The Lord of the Rings / Middle Earth, Female Representation, and Samwise Gamgee

I have long considered myself a fan of J.R.R. Tolkien's work mainly due to my long relationship with The Hobbit. However, after finally finishing his epic Lord of the Rings trilogy this past December, I have a new and intensified appreciation for Tolkien's imaginative genius.

I don't even know if I can begin to explain my love for the world that Tolkien created. Middle Earth is a magical place that reminds me very much of actual medieval texts, like the Lais of Marie de France or the epic Beowulf. You can see that in every word Tolkien is crafting a new mythology even more epic than the tales of King Arthur himself.

And Tolkien's descriptions are so detailed that I think, even if I wasn't already very familiar with Peter Jackson's movie adaptations, I would be able to picture Middle Earth perfectly. From the landscapes to the different cultures to the winds and songs, I honestly cannot name another fantasy series that brings these to life as well. I might actually enjoy Tolkien's world building more than the actual plot!
Of course, Tolkien's novels are as much about his characters as they are about the mystical universe he created. He crafts the twisted characters like Saruman and Denethor beautifully, while Sauron and his Eye loom so ominously in the background of the entire series that you can't help but feel oppressed and terrified even from the safety beyond the pages of the physical book.

I almost don't feel the need to talk about all of the strong male heroes. We have Boromir and Faramir, the brothers of Gondor who are so different in manner and yet so similar in strength. We have Elrond, Legolas, and Gimli, mythical figures of a fading past. Gandalf, the riddler and light-bringer who sets everything into motion. And of course there is Aragorn, wild Ranger turned king and savior of mankind. 

One complaint I have often heard from even avid fans of The Lord of the Rings is that Tolkien seems to have completely failed when it comes to representation of female characters. I would completely disagree. Yes, there are very few female characters in the trilogy and even fewer in The Hobbit. But I think this is a really clear case of quality over quantity. 

We have the river-child Goldberry, Tom Bombadil's beautiful wife who seems to have the power to heal all of the hobbits' ills. We have Galadriel, the beautiful and powerful Lady of Lothlorien, who can see all and whose gifts effectively allow the Fellowship to succeed. We have Arwen, the maiden who goes against her father's wishes to choose her own path, discarding immortality in favor of the man she loves. Arwen, who becomes a Queen of Men.

But most importantly, we have Eowyn. I probably should just write a whole separate post on this brilliant character but, quite frankly, I can't be bothered. In Eowyn's character Tolkien demonstrates a surprisingly keen understanding of how restricted a woman must have been in medieval society.
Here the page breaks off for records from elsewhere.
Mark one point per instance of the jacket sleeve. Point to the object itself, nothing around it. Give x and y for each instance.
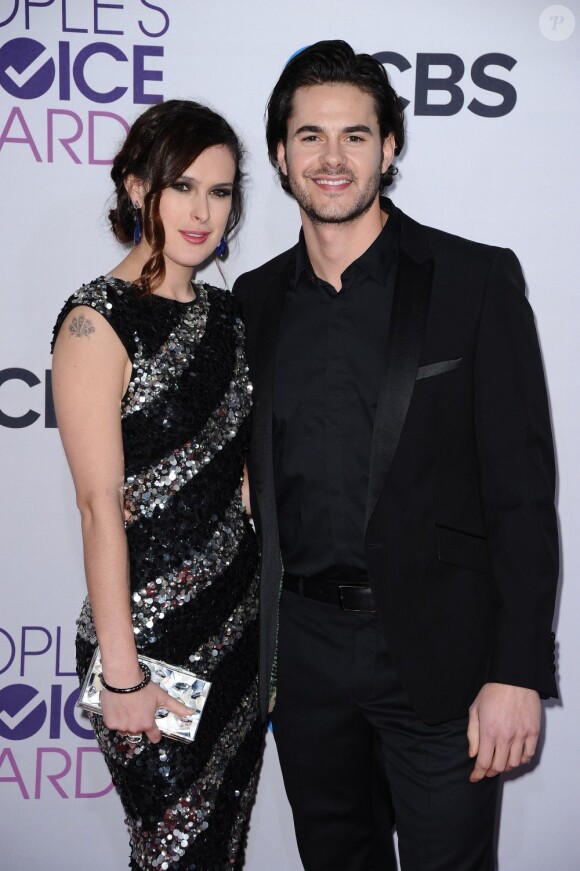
(517, 474)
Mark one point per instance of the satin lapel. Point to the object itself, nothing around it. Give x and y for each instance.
(408, 316)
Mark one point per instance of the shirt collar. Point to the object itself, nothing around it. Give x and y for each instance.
(376, 260)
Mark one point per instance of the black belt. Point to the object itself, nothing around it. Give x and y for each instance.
(348, 597)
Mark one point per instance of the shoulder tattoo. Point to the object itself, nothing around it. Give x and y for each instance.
(80, 326)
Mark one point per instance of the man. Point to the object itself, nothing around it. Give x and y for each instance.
(402, 462)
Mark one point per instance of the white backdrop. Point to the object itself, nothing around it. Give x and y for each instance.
(506, 173)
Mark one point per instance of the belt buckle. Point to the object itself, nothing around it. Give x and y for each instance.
(344, 606)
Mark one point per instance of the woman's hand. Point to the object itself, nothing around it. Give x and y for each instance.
(134, 713)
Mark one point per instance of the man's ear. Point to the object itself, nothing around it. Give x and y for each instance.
(388, 152)
(136, 190)
(281, 157)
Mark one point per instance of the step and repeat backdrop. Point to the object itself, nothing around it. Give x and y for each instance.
(493, 117)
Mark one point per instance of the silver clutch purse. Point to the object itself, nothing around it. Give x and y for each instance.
(180, 684)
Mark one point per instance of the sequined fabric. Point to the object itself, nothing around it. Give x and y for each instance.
(194, 570)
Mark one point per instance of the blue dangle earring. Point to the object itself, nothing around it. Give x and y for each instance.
(222, 249)
(137, 234)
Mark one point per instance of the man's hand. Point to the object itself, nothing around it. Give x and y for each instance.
(503, 729)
Eowyn is so aware of the limitations she exists within that she would rather die painfully on the battlefield than return to her golden cage. Tolkien uses Eowyn's depression almost to say: look, this is what happens when you cage a free spirit. Man or woman, it doesn't matter.

And last but certainly not least, we have our little hobbits. I love them all individually and as a whole race, for their innocence and resilience. But I will always find myself somewhat partial to our wonderful, loyal gardener, Samwise Gamgee.

Sam is every bit as good and pure as Gollum is dark and twisted. They are, after all, mirror images of one another. Gollum has been turned and twisted before we meet him in either The Lord of the Rings or The Hobbit. He is a dark and violent character whose pre-ring goodness starts to leak through while he is in Frodo's service. Sam is the opposite, a pure and innocent young Hobbit who starts to display violent thoughts as he journeys further into Mordor. He grows suspicious of Gollum, talks about the creeping creature behind his back and fantasizes about killing him. Sam does actually kill Shelob, going berserk after the apparent loss Frodo. So what is it that I love about Sam and that distinguishes him from Gollum?

Sam remains pure and good because, unlike Gollum, he does not act for himself. Everything he does is to further the life and purpose of his beloved master Frodo.

But most of all, I love Sam because he reminds me that with enough determination, even the smallest of us can change the world.